The National Women’s Tennis Organization – with some 1,220 members – also boasts about a dozen strong men, including one superstar who has followed us since Day One.

Jimmy Parker, 80, retired in Santa Fe, N.M, has been an Air Force pilot, Rice University tennis coach and tennis professional, both playing and teaching. As a senior competitor, he has won an astounding 160 USTA National Championships, a men’s all-time record, and has achieved the No.1 national ranking in every age group from 35 to 80.

But what’s also astounding – and gratifying – is Jimmy’s commitment to the NWTO during its existence as well as to the National Senior Men’s Tennis Association, known as NSMTA.  

The director of tennis at the Houston Racquet Club for more than 30 years, Jimmy attended the first meeting of what was then the National Senior Women’s Tennis Association, held in the club’s ballroom in 1977. Women’s tennis was on the move at the time, just a few years after the first Virginia Slims tournament, and Jimmy knew the luminaries of the burgeoning movement for senior players.

“I think Nancy Reed ran the meeting, and Betty Pratt, Charlene Grafton, Gladys Heldman, Nancy Penson, Mary Ann Plante and Fran Wakefield were all there. Maybe even Carol Wood,“ he recalled. “The usual questions were discussed: How are we going to fund this fledgling organization? How can we get the word out? Who’s willing to serve as officers?”

“At that time, several members of the Houston Racquet Club were active in senior women’s tennis: Sue Bramlette, Harriet Hulbert, Judy Job, Leslie Creekmore, Lovie Beard, Bambi Schuette, Libby Marks, and many others. They all spent years contributing to the tournament and the game.”

Out of this meeting, the early leadership of the National Senior Women’s Tennis Association (NSWTA) was solidified and the roots were laid to begin growing senior women’s tennis.

Jimmy’s own tennis talents had long been well established. As a teenager, he was on the Junior Davis Cup, where he won the James Bishop Award as outstanding member of the team. He went on to play at Rice University in Houston, where he was an all-American and two-time Southwest Conference singles, doubles, and team champion. He later won 27 ITF World Championships and represented the U.S. on 30 World Cup Teams. 

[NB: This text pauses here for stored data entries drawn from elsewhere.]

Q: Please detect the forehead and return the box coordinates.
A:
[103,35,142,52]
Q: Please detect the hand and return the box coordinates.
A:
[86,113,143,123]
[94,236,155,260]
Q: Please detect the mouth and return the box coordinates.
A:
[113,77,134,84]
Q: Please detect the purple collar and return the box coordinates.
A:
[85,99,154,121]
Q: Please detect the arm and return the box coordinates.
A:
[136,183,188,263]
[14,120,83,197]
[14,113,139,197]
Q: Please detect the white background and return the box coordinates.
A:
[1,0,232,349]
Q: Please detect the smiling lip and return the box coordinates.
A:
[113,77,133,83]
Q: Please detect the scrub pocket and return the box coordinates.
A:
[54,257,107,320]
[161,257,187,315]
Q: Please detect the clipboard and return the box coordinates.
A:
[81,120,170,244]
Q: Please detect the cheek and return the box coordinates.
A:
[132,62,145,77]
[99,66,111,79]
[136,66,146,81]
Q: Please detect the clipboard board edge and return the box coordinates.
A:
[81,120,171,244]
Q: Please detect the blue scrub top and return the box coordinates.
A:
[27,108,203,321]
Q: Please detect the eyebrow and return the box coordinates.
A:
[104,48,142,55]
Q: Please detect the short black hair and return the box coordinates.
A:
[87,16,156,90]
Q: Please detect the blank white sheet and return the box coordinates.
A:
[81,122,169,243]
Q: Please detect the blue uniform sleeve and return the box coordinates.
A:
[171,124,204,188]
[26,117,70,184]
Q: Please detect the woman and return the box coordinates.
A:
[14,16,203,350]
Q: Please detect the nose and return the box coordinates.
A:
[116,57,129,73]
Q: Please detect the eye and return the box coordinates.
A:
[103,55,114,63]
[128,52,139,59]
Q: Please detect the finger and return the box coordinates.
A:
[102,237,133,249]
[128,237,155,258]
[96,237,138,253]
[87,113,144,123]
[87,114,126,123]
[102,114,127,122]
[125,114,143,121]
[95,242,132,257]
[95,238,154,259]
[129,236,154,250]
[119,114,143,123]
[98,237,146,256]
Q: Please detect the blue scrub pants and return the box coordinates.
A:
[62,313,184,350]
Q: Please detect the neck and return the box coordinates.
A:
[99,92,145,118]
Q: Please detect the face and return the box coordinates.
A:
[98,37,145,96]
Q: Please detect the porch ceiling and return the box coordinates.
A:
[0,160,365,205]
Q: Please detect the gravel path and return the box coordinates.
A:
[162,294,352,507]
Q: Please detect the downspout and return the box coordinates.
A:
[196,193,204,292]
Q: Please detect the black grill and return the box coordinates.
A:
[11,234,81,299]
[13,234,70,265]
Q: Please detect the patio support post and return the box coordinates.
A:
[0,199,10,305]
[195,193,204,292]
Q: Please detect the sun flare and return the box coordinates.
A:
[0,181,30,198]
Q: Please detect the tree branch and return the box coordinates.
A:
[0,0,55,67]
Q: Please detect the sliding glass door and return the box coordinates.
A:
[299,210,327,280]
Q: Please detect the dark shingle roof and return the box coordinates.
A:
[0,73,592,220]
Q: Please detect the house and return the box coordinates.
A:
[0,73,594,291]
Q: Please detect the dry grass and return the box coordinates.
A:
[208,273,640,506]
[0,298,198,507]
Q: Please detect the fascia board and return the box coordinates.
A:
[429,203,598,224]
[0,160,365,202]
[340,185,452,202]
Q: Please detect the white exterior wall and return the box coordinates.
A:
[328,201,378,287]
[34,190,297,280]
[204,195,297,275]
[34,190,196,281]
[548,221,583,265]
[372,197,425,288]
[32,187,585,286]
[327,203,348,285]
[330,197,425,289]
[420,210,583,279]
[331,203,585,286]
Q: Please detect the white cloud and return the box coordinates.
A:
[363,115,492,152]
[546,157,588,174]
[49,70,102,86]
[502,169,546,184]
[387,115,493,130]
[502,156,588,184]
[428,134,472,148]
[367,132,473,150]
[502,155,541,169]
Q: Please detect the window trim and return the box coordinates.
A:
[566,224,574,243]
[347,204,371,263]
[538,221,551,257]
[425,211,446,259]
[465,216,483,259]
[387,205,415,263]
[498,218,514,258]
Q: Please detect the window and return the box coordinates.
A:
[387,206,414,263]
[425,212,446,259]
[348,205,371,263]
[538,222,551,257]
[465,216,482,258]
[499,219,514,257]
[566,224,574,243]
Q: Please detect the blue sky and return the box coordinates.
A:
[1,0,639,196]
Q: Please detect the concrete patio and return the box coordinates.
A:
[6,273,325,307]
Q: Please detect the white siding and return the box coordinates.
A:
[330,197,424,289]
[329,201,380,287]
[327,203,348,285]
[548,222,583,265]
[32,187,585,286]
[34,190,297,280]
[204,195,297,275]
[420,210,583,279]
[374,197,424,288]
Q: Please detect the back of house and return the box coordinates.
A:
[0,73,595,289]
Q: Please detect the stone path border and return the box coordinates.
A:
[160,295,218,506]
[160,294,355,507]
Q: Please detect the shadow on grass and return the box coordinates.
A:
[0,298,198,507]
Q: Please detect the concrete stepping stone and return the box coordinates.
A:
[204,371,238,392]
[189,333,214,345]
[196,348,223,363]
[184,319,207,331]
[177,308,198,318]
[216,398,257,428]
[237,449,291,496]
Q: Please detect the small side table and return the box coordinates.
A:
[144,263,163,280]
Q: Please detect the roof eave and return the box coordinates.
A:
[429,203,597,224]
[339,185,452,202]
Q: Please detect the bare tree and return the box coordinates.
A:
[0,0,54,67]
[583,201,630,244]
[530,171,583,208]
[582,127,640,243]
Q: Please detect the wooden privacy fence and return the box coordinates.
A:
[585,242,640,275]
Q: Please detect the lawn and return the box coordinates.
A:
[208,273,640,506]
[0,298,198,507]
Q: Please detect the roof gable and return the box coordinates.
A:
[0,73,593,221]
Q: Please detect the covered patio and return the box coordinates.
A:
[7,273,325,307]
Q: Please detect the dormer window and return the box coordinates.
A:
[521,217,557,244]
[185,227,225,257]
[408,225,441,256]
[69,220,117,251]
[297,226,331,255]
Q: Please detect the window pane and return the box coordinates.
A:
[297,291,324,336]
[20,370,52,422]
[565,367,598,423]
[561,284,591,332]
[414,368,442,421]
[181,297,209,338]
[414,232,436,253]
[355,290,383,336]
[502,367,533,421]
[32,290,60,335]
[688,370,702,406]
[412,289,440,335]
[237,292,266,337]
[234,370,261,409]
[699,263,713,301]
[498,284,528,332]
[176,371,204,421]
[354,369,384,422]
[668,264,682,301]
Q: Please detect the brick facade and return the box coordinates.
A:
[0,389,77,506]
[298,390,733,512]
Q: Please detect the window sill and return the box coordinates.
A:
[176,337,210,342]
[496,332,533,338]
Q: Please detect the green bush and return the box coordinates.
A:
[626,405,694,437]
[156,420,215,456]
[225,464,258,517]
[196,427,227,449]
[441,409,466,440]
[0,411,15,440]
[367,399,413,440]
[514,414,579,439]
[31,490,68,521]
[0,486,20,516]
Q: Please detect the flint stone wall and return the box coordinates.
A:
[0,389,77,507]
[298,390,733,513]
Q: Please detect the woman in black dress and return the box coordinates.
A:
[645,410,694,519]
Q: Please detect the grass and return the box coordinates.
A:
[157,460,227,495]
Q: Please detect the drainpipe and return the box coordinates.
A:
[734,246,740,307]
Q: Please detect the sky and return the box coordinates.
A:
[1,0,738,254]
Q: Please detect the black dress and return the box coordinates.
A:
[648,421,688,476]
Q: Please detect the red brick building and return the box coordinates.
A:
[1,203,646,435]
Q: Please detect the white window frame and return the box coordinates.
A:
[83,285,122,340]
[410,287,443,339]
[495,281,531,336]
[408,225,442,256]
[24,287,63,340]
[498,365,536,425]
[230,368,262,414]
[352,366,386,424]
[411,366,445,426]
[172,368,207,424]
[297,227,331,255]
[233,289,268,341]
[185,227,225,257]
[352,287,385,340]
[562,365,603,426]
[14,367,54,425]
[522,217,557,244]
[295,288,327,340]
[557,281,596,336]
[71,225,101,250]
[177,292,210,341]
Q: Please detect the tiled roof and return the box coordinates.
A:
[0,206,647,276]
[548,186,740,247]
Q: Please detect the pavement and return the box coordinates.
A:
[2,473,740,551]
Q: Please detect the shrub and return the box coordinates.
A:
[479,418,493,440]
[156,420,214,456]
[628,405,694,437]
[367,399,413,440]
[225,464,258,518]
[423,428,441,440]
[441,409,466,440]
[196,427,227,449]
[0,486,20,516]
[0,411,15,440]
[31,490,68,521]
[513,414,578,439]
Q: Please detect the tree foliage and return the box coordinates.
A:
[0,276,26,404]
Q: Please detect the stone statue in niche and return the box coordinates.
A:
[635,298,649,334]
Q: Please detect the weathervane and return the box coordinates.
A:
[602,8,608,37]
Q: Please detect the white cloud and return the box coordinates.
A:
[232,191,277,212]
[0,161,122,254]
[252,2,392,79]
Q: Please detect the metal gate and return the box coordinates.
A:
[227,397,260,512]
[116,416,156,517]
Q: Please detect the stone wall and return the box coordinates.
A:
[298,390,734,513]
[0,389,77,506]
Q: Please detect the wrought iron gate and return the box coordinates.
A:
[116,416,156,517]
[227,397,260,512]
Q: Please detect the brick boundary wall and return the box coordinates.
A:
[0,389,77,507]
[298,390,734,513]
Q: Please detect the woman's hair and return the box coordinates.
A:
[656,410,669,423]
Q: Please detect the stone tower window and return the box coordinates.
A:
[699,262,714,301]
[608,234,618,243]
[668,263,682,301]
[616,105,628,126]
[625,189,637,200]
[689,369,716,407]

He also has served as president of USPTA/Texas, was a USTA/Texas executive committee member and chair and was president of the National Senior Men’s Tennis Association from 2018-2020.

As a teaching pro, Jimmy has been influential in the careers of some leading senior women. Sue Bramlette, for one, credits Jimmy with her tennis accomplishments, both on and off the court. She has been tournament director of the National Senior Women’s Clay Court Championships since 2005. "My involvement with the National Senior Women's Tennis Association and the National Senior Women's Clay Court Championships was totally a result of my weekly lessons,” she said. “For 22 years, he guided me on the court to learn to compete at the national level."

Above all, however, Jimmy’s favorite tennis memories encompass his family. He has won gold balls with his father, Ward, his son, Chris and his grandson, Heys, as well as national championships with his brother, Larry.  

Jimmy cites the NWTO and the NSMTA as two of the bright spots in the senior game and is honored to be a link between the two organizations. “We’re still a bunch of neophytes in the NSMTA compared with the long history of the NSWTA/NWTO,” he said. “Kathy Langer, a former president of yours, was the one who encouraged us men to get off our butts and form a men’s counterpart to what the women had been doing for years.”

The NSMTA was formed in 2018 with the goal of fostering tennis competition among men 30 and older, increasing interest in the sport, promoting health benefits, and supporting charities for underprivileged children and senior charities. “I think our interests not only run parallel, but frequently intersect. The more engagement between our two organizations, the better. I think we’ve succeeded in getting the USTA to trust us for feedback and player-based suggestions.”